Лебедь с готовностью подал большую, 0,7 литра, бутылку водки. Шпит с хрустом свернул золотистую винтовую пробку.
– Пей, Тосо, полегчает.
Тосо дрожащей рукой взял бутылку. Водка была теплой, горлышко стучало о зубы. Он сделал пару глотков и остановился.
– Обижаешь, – напряженно проговорил Шпит, – як тебе с открытой душой, а ты выпить не хочешь.
Тосо еще немного отпил, он не любил крепких напитков, обычно пил вино.
– Пей, пей… – уже приказывал Шпит. Лебедь вытащил пистолет, нацелил его на Тосо.
– Пей, сука! И чтобы до дна, не отрываясь.
Тосо давился, водка вытекала из широко открытого рта, но он все-таки пил, с усилием глотая резко пахнущее спиртное.
– Хватит, – резко сказал Шпит, когда бутылка опустела на две трети.
Тосо стоял, пошатываясь. В глазах у него темнело от напряжения.
– Полегчало?
– Угу…
– Вижу, что полегчало.
Шпит взял бутылку, навернул пробку и положил на переднее сиденье “Жигулей”.
– Теперь, Тосо, отдохни.
Грузин опустился на край бетонной плиты, сел, подперев голову руками. В желудке творилось невообразимое. Выпитая водка то подступала к горлу, то вновь откатывала. Минут через пять спиртное ударило в голову. Захмелевший Тосо уже никого не боялся. Он видел своих похитителей затуманенным взглядом и глупо хихикал.

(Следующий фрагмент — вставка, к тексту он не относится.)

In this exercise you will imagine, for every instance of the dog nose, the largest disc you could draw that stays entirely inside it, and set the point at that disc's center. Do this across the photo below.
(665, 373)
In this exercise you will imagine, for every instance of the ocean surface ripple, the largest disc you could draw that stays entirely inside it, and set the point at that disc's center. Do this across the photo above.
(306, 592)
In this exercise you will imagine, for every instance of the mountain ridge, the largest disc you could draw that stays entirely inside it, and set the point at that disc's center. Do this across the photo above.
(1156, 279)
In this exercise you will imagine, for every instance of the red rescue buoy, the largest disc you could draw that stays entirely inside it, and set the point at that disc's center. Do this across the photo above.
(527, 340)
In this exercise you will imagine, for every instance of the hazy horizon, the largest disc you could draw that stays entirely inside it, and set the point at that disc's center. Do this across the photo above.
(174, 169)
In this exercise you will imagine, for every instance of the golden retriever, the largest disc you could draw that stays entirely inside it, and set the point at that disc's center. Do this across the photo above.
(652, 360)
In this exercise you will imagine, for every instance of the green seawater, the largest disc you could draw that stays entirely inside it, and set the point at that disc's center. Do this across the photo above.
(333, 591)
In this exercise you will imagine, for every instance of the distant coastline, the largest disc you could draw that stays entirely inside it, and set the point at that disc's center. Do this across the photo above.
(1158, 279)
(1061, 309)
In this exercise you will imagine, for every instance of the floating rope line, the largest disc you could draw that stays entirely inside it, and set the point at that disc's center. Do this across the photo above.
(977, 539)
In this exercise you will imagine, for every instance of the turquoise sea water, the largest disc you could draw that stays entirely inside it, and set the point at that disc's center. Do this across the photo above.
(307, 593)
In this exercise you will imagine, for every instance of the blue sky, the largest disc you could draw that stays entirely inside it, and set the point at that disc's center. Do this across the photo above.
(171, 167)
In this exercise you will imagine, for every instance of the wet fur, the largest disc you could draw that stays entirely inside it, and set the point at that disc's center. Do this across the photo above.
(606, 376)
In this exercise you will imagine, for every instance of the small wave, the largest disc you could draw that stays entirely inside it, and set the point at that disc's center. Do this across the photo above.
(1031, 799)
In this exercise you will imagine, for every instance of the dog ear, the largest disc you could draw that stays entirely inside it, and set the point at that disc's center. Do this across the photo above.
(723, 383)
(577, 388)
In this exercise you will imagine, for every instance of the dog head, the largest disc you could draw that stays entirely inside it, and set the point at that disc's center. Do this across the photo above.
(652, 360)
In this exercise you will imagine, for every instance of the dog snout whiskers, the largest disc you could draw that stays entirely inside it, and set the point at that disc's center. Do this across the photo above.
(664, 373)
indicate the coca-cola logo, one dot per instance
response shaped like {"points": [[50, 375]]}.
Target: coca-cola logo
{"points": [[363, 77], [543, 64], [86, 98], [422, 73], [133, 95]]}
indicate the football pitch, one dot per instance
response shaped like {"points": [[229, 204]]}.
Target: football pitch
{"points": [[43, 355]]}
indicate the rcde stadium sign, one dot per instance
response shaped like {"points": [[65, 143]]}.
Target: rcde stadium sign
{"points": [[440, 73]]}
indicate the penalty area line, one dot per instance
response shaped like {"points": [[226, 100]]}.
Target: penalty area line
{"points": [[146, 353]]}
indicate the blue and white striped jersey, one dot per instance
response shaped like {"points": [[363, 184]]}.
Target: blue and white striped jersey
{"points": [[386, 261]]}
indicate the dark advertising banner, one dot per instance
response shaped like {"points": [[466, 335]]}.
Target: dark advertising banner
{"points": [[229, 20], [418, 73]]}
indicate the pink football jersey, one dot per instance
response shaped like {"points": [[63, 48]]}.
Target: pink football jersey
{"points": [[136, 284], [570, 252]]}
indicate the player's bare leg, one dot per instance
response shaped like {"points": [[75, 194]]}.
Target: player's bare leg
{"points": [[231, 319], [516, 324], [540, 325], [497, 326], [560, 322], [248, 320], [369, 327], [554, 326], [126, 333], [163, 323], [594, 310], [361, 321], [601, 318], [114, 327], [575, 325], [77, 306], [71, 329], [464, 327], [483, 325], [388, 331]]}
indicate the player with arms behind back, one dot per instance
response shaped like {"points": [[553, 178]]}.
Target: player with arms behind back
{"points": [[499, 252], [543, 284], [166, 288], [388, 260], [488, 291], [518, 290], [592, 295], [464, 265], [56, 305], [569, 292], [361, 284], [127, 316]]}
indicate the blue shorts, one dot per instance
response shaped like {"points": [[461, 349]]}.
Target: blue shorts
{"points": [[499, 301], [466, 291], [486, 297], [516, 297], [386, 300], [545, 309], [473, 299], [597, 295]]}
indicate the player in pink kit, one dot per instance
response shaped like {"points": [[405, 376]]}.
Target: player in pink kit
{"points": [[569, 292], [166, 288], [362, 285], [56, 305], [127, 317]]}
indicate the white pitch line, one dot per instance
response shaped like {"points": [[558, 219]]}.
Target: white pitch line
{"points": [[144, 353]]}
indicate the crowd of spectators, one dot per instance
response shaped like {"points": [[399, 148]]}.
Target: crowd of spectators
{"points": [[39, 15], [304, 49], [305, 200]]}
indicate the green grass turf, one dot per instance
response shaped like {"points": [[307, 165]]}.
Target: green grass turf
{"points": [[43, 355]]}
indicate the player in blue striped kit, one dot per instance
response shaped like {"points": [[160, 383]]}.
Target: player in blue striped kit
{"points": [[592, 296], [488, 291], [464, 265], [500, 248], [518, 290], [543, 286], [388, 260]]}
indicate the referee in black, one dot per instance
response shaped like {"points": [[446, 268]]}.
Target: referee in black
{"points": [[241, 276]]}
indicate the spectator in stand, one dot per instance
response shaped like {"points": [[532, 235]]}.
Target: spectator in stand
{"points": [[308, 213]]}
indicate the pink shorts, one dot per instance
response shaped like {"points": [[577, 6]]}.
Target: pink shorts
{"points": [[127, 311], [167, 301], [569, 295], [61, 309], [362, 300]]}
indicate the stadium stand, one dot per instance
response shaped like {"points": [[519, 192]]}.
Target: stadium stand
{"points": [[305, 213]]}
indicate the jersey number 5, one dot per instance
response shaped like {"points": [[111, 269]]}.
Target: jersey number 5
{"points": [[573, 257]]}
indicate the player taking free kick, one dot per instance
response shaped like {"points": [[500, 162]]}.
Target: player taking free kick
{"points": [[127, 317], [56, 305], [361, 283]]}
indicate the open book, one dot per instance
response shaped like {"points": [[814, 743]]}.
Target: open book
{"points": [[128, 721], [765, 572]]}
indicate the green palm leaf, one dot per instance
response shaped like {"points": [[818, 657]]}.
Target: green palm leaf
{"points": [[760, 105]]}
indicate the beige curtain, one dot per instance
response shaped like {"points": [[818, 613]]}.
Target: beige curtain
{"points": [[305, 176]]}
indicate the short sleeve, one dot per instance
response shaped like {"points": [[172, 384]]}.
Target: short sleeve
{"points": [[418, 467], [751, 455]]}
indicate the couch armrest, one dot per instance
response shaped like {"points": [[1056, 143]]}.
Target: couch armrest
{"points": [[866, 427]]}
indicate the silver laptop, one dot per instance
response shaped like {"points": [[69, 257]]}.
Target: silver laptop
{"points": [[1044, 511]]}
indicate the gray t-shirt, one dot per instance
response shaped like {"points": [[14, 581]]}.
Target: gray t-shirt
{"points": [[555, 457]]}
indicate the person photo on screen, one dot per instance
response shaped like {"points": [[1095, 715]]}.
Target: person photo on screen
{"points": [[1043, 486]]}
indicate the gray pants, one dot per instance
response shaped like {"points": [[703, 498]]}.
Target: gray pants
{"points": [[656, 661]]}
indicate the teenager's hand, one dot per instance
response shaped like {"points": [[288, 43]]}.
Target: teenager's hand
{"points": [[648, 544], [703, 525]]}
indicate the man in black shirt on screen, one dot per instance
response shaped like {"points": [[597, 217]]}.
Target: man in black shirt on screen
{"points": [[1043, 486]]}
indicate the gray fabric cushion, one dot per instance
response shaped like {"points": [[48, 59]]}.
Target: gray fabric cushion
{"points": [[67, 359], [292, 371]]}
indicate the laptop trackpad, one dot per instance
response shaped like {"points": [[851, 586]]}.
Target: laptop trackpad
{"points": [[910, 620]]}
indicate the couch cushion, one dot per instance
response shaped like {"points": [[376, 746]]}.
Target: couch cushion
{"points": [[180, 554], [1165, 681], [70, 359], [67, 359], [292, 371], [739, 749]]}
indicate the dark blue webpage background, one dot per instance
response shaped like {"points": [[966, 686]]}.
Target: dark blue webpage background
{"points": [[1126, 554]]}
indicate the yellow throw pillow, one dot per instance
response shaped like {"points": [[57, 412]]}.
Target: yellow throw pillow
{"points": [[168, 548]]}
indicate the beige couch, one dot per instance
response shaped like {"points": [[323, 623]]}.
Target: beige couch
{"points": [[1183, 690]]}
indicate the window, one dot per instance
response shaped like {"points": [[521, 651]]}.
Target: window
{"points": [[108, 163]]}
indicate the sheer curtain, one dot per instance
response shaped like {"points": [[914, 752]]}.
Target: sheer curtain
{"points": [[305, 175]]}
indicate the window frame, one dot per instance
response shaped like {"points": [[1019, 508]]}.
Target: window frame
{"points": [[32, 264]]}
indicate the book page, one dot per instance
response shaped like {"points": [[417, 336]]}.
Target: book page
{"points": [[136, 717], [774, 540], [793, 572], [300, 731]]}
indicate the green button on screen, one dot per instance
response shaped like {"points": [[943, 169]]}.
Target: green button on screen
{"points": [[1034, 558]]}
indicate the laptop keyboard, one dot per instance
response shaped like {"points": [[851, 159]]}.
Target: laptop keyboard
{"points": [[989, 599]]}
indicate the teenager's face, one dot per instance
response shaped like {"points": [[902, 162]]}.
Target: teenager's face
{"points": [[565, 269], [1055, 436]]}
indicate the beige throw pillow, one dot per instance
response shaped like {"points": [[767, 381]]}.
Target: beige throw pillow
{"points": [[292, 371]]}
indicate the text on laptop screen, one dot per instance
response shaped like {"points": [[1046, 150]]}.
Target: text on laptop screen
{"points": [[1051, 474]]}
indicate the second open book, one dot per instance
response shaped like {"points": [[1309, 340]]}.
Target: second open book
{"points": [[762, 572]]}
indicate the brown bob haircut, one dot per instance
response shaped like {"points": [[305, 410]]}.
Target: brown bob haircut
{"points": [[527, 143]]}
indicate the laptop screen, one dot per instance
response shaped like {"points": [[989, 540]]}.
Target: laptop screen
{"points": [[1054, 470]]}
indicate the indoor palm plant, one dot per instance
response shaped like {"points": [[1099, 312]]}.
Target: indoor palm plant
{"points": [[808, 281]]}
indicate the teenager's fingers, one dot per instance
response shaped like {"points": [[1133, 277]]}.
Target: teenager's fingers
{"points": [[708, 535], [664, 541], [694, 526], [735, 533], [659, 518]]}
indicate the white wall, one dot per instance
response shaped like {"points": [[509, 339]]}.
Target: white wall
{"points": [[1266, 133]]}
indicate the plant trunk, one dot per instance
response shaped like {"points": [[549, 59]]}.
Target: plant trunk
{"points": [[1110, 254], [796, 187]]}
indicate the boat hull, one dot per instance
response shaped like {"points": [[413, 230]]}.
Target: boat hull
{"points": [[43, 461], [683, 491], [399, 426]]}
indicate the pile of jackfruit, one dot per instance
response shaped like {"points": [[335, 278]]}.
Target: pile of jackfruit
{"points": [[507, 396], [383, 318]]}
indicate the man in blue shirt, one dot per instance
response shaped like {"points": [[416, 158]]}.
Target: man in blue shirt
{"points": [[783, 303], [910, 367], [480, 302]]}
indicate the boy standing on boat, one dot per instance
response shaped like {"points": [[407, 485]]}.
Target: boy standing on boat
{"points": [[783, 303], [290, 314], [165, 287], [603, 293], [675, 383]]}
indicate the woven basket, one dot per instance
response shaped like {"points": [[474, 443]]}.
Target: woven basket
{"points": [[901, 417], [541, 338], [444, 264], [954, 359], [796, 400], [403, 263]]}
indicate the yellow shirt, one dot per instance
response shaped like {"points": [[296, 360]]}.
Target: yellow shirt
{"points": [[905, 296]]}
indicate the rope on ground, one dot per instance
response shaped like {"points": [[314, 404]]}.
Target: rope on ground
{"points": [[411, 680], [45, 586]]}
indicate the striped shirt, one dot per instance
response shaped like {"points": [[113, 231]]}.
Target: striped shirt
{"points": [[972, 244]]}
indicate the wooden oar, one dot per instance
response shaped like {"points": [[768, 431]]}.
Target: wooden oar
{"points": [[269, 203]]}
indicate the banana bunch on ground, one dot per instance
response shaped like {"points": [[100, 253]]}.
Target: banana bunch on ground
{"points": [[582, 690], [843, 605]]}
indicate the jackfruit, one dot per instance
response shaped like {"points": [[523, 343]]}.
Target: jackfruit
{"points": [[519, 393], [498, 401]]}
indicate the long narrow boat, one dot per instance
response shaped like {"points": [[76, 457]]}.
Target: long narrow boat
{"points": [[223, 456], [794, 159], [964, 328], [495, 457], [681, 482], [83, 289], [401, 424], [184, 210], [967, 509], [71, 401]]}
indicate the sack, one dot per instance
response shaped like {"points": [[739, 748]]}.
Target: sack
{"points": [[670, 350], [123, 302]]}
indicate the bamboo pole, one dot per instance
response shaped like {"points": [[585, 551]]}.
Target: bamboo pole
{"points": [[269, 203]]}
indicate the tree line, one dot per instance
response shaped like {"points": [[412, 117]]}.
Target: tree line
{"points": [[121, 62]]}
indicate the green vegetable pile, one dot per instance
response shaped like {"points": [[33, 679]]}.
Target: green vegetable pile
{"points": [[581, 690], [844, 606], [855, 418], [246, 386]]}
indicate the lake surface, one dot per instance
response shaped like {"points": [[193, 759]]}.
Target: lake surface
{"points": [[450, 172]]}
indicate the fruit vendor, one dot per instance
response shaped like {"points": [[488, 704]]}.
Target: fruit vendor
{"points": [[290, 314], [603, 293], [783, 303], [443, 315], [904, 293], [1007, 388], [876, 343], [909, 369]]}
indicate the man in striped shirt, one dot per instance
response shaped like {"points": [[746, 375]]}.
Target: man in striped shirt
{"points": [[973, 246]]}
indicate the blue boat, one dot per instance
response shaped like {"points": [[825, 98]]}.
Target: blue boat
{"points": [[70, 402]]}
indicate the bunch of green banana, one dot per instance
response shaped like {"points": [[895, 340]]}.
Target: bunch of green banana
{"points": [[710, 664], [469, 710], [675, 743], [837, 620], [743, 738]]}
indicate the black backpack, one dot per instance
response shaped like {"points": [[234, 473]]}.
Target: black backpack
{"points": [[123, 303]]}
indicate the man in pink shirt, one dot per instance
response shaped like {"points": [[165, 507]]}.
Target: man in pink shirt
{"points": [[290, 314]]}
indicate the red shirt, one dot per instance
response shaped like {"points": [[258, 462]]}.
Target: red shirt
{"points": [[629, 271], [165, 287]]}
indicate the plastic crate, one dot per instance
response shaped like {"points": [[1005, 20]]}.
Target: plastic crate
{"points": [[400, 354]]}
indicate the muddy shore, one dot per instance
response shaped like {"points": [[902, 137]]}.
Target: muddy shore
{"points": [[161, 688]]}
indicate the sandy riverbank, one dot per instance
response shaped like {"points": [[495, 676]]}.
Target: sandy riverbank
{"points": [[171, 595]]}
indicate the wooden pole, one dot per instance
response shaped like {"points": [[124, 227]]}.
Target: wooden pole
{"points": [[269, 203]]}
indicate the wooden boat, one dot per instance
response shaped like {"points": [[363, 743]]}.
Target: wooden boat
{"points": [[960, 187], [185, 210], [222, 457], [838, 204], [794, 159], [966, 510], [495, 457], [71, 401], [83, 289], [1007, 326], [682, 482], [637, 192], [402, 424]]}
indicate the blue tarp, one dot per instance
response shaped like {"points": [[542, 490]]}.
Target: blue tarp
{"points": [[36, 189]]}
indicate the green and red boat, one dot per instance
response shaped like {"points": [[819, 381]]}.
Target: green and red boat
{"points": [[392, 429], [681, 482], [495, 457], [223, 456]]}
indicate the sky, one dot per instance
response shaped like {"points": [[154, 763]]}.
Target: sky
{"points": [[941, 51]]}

– Вы что, мужики, пидоры какие-нибудь? Может, трахнуть меня решили?! Так вот вам, – и он, скрутив фигу, ткнул ее в пространство между Шпитом и Лебедем. – Точно, пидоры вы. Гнойные и мокрые!
Тосо попытался встать, но лишь сполз с бетонной плиты на засыпанный песком асфальт.
– Вы не думайте, я не дамся, сейчас.., такси вызову, с вами в машину больше не сяду.
Трахнете… – он вытащил из кармана телефонную трубку и принялся нажимать кнопки без разбору.
Радиотелефон, рассчитанный максимум на шесть километров, конечно же не действовал.
– Ну и не надо, – Тосо запрокинул голову и принялся напевать.
– Готов клиент, – сказал Шпит. Уже не прячась от грузина, он взял бутылку из машины, вытер ее тряпкой и опустил в карман пиджака пьяному Тосо.
– Что, плохо тебе? – поинтересовался Шпит, присев перед Тосо на корточки. Тот кивнул.
– Голова, наверное, кружится. Проветриться тебе, парень, надо.
Садко и Лебедь подхватили Тосо под руки и повели к бетонному волнолому. Тот был неширокий, метра два. Этого было достаточно, чтобы трое мужчин прошли по нему. Тосо с трудом переставлял ноги. Последние метров двадцать Садко и Лебедю пришлось его тащить волоком. Шпит шел за ними следом. Бандиты усадили Тосо на край волнолома. Шпит щелкнул зажигалкой, закурил.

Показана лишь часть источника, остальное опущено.